When the doors of the elevator opened, the operator said, “Eighteen. Uh, sir.” Blake nodded to him as he stepped out.
He scanned the doors until he found the Benedict name. He lifted his hand to knock, then judged it was better to simply open the door. A receptionist seated behind a large black typewriter glanced up. “Good morning,” she said in a frosty tone.
He crossed the room, taking off his cap as he went. “Good morning, ma’am. I’d like to see Mr. Benedict, please.”

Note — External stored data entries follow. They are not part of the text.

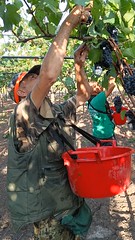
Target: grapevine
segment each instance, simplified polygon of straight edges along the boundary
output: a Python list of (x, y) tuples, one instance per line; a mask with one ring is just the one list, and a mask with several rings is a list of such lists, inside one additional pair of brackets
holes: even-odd
[[(114, 39), (109, 38), (109, 43), (115, 52), (117, 63), (113, 63), (116, 72), (119, 75), (121, 84), (127, 95), (129, 96), (133, 106), (135, 107), (135, 102), (132, 96), (135, 96), (135, 68), (131, 67), (125, 59), (122, 58), (122, 52), (119, 49), (118, 44)], [(128, 107), (130, 108), (129, 104)]]
[(108, 25), (107, 31), (110, 33), (110, 37), (113, 38), (114, 42), (118, 45), (118, 29), (113, 25)]
[[(94, 19), (91, 17), (89, 25), (92, 25), (93, 23)], [(101, 32), (100, 25), (94, 25), (93, 28), (92, 27), (87, 28), (86, 35), (88, 35), (89, 29), (91, 29), (92, 33), (94, 33), (94, 30), (97, 33)], [(98, 61), (93, 61), (94, 68), (92, 76), (94, 75), (95, 78), (100, 79), (104, 77), (104, 80), (106, 81), (108, 76), (110, 76), (112, 72), (115, 70), (115, 76), (119, 78), (123, 90), (128, 95), (133, 107), (135, 107), (135, 101), (133, 98), (135, 96), (135, 67), (130, 66), (126, 59), (123, 58), (123, 53), (119, 47), (118, 29), (110, 23), (105, 24), (104, 28), (102, 29), (106, 29), (106, 32), (108, 33), (106, 35), (107, 38), (103, 38), (101, 35), (99, 35), (96, 40), (97, 45), (90, 44), (93, 47), (93, 49), (94, 48), (99, 49), (98, 52), (99, 57), (97, 57)], [(90, 36), (91, 35), (89, 34), (89, 37)], [(91, 39), (87, 38), (85, 39), (85, 41), (91, 41)], [(95, 60), (97, 59), (95, 58)], [(122, 98), (124, 99), (124, 95), (122, 96)], [(126, 103), (128, 108), (132, 111), (131, 107), (129, 106), (129, 102), (127, 101)], [(120, 108), (122, 105), (120, 99), (118, 101), (118, 97), (117, 100), (115, 99), (114, 104), (116, 104), (117, 111), (120, 112)]]

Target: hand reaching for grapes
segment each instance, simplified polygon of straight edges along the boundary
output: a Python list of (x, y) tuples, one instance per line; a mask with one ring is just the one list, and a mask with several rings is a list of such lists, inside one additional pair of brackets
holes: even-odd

“Senior?” The young woman was pretty, rosy-cheeked and smoothly coiffed, but there was ice in her gaze. Briefly, Blake wondered if that ice melted when she was away from her wide, official-looking desk.
“Yes, ma’am,” he said. “I’m Mr. Benedict’s driver.”
“Oh, yes. Blake, isn’t it.” This was not a question. She rose immediately. “Let me see if Mr. Benedict is free.”
She went through a heavy oak door, closing it behind her, but she was back in only seconds. “Mr. Benedict will see you, Blake,” she said. She stood to one side, holding the door, and shut it after he had walked through.
Dickson sat at a massive mahogany desk. Papers and ledgers were scattered across it, with an assortment of pens and ink bottles of different colors. He looked up as Blake came in, lifting his bushy eyebrows high. “I hope nothing’s wrong, Blake?”
“I can’t reassure you on that count, Mr. Dickson.” Blake stood opposite the desk, his hat in his two hands, looking down at the man who had made the renaissance of his life possible.
Dickson’s brows fell, drew together. “Everyone all right at home?” Blake nodded, and Dickson waved at a chair. “Sit down.”
Blake would have preferred to stand, but he thought if he sat this conversation might seem less like a confrontation. He pulled the chair forward, so that when he sat down, he was facing Dickson directly. He held his cap on his lap. “Sir,” he began.
Suh
. A pronunciation he had schooled out of himself years ago.
Dickson said, “Something to drink, Blake?”
Blake shook his head. “No, thank you, sir.”